NEW YORK, Oct 08 (Reuters): As a painful decline in markets drags on, investors are grappling with a difficult choice: stick with stocks and hope for a turnaround or avoid them until better times arrive.
The S&P 500 is down 23 per cent on the year, with a brief rally in October threatening to crumble after strong US jobs data bolstered the case for more market-punishing rate hikes from a Federal Reserve that has made fighting inflation its top priority.
As markets have tumbled, wary investors have cut their stock holdings this year in favour of safer terrain, drawn by higher yields on everything from Treasuries to money market accounts.
Yet some investors are beginning to worry that sitting on the sidelines could eventually cost them once the market turns. Missing out on a few big days of gains can cut overall returns over time, while previous market bottoms have been marked by furious rallies that have rewarded those who stuck it out in stocks.
"It's a push and pull between, am I more afraid to be under-invested and miss out on an upside move and a rally or am I more afraid to make a wrong decision," said Glenn Koh, head of global equities trading at Bank of America.

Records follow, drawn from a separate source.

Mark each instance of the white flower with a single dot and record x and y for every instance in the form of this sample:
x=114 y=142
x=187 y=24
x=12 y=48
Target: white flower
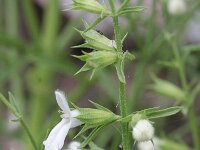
x=56 y=138
x=143 y=131
x=74 y=145
x=176 y=7
x=148 y=145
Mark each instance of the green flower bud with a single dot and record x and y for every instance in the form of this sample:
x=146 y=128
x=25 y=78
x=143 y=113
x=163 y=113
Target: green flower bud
x=97 y=59
x=135 y=119
x=90 y=6
x=97 y=41
x=168 y=89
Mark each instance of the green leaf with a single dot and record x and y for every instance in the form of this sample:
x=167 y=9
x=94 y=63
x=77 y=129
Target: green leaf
x=169 y=64
x=168 y=89
x=92 y=135
x=163 y=112
x=130 y=10
x=99 y=106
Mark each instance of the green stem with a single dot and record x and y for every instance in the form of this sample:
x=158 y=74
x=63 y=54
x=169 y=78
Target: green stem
x=122 y=97
x=194 y=128
x=95 y=23
x=123 y=5
x=28 y=133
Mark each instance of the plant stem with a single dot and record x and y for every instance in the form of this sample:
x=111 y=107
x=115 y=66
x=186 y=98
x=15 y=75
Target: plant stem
x=28 y=133
x=122 y=97
x=194 y=128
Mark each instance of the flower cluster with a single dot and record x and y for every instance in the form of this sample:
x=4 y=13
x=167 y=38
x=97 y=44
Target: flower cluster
x=55 y=140
x=104 y=53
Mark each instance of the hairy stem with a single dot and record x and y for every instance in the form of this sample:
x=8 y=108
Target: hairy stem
x=122 y=95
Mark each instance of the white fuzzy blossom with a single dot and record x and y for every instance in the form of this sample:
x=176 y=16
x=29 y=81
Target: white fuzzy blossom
x=176 y=7
x=143 y=131
x=74 y=145
x=148 y=145
x=56 y=138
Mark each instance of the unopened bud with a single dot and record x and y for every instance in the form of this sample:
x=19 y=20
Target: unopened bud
x=97 y=41
x=97 y=59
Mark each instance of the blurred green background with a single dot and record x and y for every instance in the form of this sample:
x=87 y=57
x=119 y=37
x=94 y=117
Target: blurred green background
x=35 y=60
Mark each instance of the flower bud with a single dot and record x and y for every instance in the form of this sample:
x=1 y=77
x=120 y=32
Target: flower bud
x=97 y=59
x=176 y=7
x=155 y=144
x=143 y=131
x=97 y=41
x=90 y=6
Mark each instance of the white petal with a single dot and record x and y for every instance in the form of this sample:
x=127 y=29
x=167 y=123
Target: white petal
x=62 y=102
x=55 y=140
x=75 y=122
x=74 y=113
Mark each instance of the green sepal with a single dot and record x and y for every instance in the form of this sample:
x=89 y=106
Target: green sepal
x=85 y=67
x=92 y=135
x=168 y=89
x=84 y=129
x=97 y=41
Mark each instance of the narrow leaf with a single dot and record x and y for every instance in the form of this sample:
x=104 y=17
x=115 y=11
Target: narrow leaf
x=99 y=106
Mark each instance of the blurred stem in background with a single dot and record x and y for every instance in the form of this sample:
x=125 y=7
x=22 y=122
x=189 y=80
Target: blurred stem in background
x=41 y=76
x=12 y=30
x=185 y=85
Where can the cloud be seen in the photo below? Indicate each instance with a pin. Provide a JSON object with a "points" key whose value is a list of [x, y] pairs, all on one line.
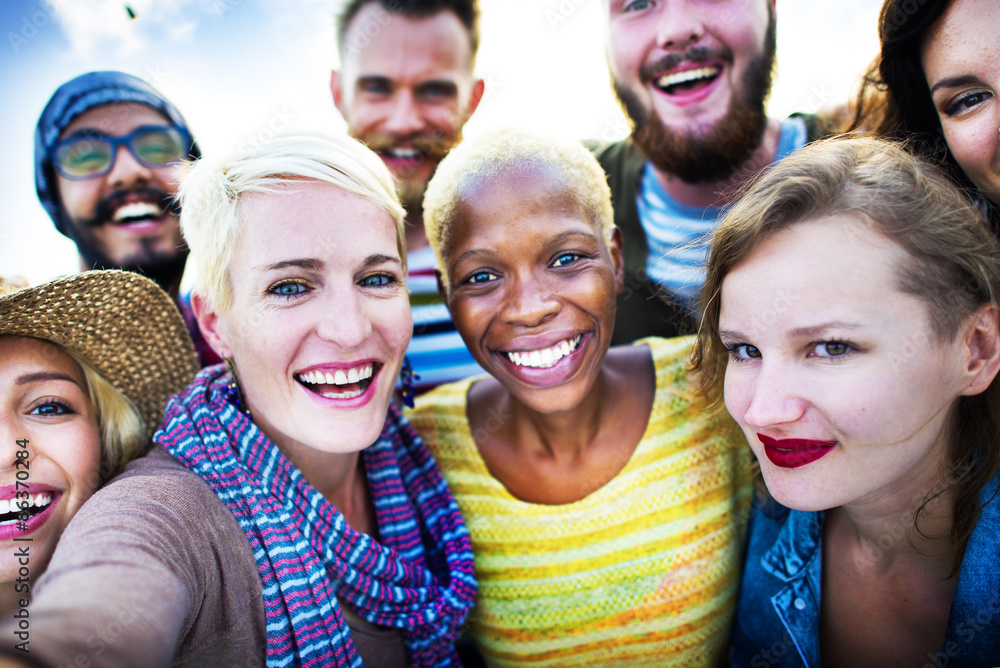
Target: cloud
{"points": [[92, 25]]}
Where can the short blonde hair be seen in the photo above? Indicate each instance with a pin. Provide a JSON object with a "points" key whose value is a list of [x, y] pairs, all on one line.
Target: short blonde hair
{"points": [[509, 151], [211, 193], [120, 423]]}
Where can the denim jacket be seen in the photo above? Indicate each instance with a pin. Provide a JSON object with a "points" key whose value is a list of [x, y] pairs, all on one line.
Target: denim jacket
{"points": [[777, 620]]}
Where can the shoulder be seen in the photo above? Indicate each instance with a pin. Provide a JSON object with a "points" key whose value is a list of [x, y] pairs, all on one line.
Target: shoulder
{"points": [[163, 510], [441, 406]]}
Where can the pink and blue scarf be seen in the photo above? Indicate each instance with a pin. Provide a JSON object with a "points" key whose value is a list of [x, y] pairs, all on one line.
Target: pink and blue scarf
{"points": [[418, 579]]}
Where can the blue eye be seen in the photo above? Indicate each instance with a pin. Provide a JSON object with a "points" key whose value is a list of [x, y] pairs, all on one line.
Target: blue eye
{"points": [[564, 259], [743, 352], [51, 407], [287, 289], [832, 349], [377, 281], [481, 276], [967, 102]]}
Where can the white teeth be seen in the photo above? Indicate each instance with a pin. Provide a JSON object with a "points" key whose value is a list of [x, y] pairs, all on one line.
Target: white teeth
{"points": [[15, 504], [136, 210], [547, 357], [687, 75], [404, 153], [343, 395], [338, 376]]}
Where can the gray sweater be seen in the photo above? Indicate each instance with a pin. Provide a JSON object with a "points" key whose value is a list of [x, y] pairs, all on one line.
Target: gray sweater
{"points": [[155, 571]]}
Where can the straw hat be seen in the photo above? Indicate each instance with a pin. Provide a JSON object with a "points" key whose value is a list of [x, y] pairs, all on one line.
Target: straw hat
{"points": [[120, 322]]}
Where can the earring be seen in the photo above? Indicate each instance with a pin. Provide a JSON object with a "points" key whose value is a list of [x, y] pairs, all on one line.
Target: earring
{"points": [[234, 390], [407, 378]]}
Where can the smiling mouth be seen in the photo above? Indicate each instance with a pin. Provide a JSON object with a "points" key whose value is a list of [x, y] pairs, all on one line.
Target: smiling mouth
{"points": [[11, 509], [545, 358], [688, 80], [136, 212], [341, 383]]}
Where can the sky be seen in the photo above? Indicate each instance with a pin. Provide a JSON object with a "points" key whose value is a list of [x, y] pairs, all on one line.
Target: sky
{"points": [[240, 70]]}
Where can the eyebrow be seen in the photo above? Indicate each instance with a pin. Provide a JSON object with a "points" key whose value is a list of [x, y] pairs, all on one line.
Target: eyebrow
{"points": [[311, 263], [373, 260], [798, 332], [474, 253], [45, 376], [954, 82]]}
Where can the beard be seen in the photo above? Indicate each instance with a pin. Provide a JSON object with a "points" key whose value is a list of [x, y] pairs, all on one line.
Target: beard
{"points": [[165, 269], [432, 149], [707, 153]]}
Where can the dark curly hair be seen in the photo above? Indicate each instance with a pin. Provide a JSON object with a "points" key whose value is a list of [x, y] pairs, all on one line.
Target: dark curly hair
{"points": [[894, 100]]}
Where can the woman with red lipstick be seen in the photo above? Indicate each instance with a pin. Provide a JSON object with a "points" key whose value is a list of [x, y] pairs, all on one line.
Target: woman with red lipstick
{"points": [[292, 516], [604, 508], [78, 400], [851, 327]]}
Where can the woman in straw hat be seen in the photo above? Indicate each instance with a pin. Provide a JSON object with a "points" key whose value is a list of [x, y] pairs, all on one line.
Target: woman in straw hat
{"points": [[300, 518], [88, 363]]}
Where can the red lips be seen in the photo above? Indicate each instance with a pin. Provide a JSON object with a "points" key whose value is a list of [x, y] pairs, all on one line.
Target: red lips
{"points": [[790, 453]]}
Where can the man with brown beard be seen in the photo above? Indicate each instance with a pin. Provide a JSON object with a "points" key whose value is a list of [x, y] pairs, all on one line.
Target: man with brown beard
{"points": [[693, 77], [406, 87], [108, 149]]}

History shows that being under-invested in stocks could lead to missing out on substantial gains. Investors' annual average return fell from 7.8 per cent a year to 3.2 per cent if they missed the 20 best stock market days over the last three decades, a Wells Fargo Investment Institute study found.

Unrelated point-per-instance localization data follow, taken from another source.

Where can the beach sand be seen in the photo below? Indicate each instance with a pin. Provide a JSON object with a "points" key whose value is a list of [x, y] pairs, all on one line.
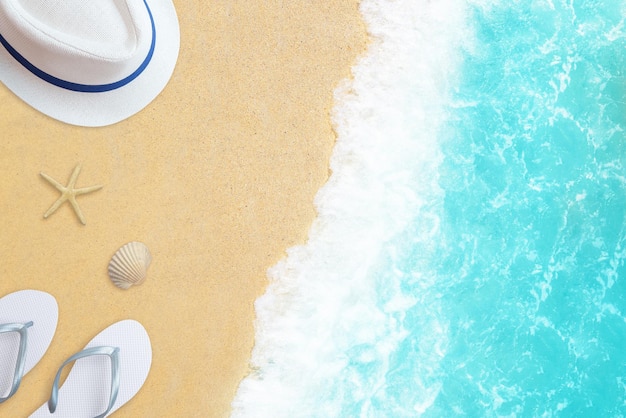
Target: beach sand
{"points": [[217, 176]]}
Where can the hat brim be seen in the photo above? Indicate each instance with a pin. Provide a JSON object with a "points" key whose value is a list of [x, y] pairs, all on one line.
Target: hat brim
{"points": [[105, 108]]}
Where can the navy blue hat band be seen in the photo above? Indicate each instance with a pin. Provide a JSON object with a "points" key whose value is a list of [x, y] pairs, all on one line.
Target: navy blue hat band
{"points": [[84, 88]]}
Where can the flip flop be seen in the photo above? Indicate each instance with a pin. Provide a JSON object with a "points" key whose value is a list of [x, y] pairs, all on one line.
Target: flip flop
{"points": [[106, 374], [28, 320]]}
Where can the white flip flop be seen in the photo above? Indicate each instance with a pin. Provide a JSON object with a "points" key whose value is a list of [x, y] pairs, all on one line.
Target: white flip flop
{"points": [[106, 374], [28, 320]]}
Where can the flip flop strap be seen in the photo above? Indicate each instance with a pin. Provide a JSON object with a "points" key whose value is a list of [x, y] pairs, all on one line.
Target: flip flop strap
{"points": [[112, 353], [22, 330]]}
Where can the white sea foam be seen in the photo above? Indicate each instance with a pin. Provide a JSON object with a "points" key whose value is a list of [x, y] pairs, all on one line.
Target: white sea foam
{"points": [[321, 302]]}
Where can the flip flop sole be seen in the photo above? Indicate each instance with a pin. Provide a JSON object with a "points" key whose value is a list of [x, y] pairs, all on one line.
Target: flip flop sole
{"points": [[21, 307], [86, 390]]}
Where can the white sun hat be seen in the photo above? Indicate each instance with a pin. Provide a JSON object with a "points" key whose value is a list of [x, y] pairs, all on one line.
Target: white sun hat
{"points": [[88, 62]]}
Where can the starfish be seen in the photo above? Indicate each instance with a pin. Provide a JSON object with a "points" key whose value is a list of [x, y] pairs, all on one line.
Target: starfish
{"points": [[68, 193]]}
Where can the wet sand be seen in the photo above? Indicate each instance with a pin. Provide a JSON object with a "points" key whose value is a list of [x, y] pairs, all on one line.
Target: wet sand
{"points": [[217, 176]]}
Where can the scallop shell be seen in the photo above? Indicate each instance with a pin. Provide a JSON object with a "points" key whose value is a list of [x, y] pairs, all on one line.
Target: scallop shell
{"points": [[129, 265]]}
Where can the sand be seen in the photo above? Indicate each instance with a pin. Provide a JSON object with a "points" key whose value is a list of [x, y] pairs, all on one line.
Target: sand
{"points": [[217, 176]]}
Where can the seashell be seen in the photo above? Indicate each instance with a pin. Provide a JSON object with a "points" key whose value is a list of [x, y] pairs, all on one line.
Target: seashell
{"points": [[129, 265]]}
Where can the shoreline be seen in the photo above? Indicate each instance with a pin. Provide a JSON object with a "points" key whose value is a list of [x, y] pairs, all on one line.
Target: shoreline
{"points": [[217, 176]]}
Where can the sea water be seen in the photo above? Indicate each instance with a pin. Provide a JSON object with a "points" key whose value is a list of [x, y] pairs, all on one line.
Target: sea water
{"points": [[468, 254]]}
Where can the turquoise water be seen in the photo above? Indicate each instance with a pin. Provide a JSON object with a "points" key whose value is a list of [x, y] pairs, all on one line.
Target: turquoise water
{"points": [[468, 258]]}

Meanwhile, the market tends to see its strongest gains in the month after it hits a bottom, according to Goldman Sachs research. The firm found that the S&P 500 has posted a median return of 16 per cent during the month following the trough of eight bear or near-bear markets since 1980.
John Lynch, chief investment officer for Comerica Wealth Management, believes a lot of negative news is already priced in to markets, including fears of a recession. His firm is maintaining its standard allocation toward stocks in general in its portfolios.
"The upside 12-18 months from now is much better than the downside ... three to six months from now," Lynch said.
Investors are looking to next week's US consumer price report for clues on whether the 300 basis points in rate hikes already delivered by the Fed have dented inflation. Signs that prices remain steep are likely to weigh on markets, further undercutting the case for staying in stocks.
Plenty of investors believe it is too early to get bullish on stocks. Valuations are one concern: The S&P 500's forward price-to-earnings ratio has fallen to about 16 from nearly 22 at the start of the year, but remains above the level of about 10 times earnings seen during the throes of the 2007-2009 financial crisis.
And while profit estimates have weakened, they may fall further in coming weeks as investors factor in a potential economic slowdown. The challenges to the corporate outlook will become clearer starting next week, when third-quarter results start pouring in.
Morgan Stanley strategists this week said the stock market faced more downside, pointing to earnings uncertainties including the stronger dollar and weakness in Europe.
"This is one of the most difficult macro forecasting environments most companies have ever encountered," they wrote.
Amid the uncertainty, conventional equity funds have seen net outflows for 35 straight weeks, according to Refinitiv Lipper. Meanwhile, fund managers increased their average cash balances to the highest level in more than two decades, the latest monthly survey from BofA Global Research showed.
King Lip, chief strategist at Baker Avenue Asset Management, said many of his investing clients are more concerned about greater potential losses than missing out on some potential gains.
In fact, some of the firm's clients want to raise their cash positions further - even though many now hold 5 per cent to 10 per cent of their portfolios in cash compared with their more typical allocation in the low single digits.
"The conversation right now is it's not about missing out on the rebound per se, it's about capturing another 20 to 30 per cent of the downside," said Lip. "That's what our clients are worried about right now."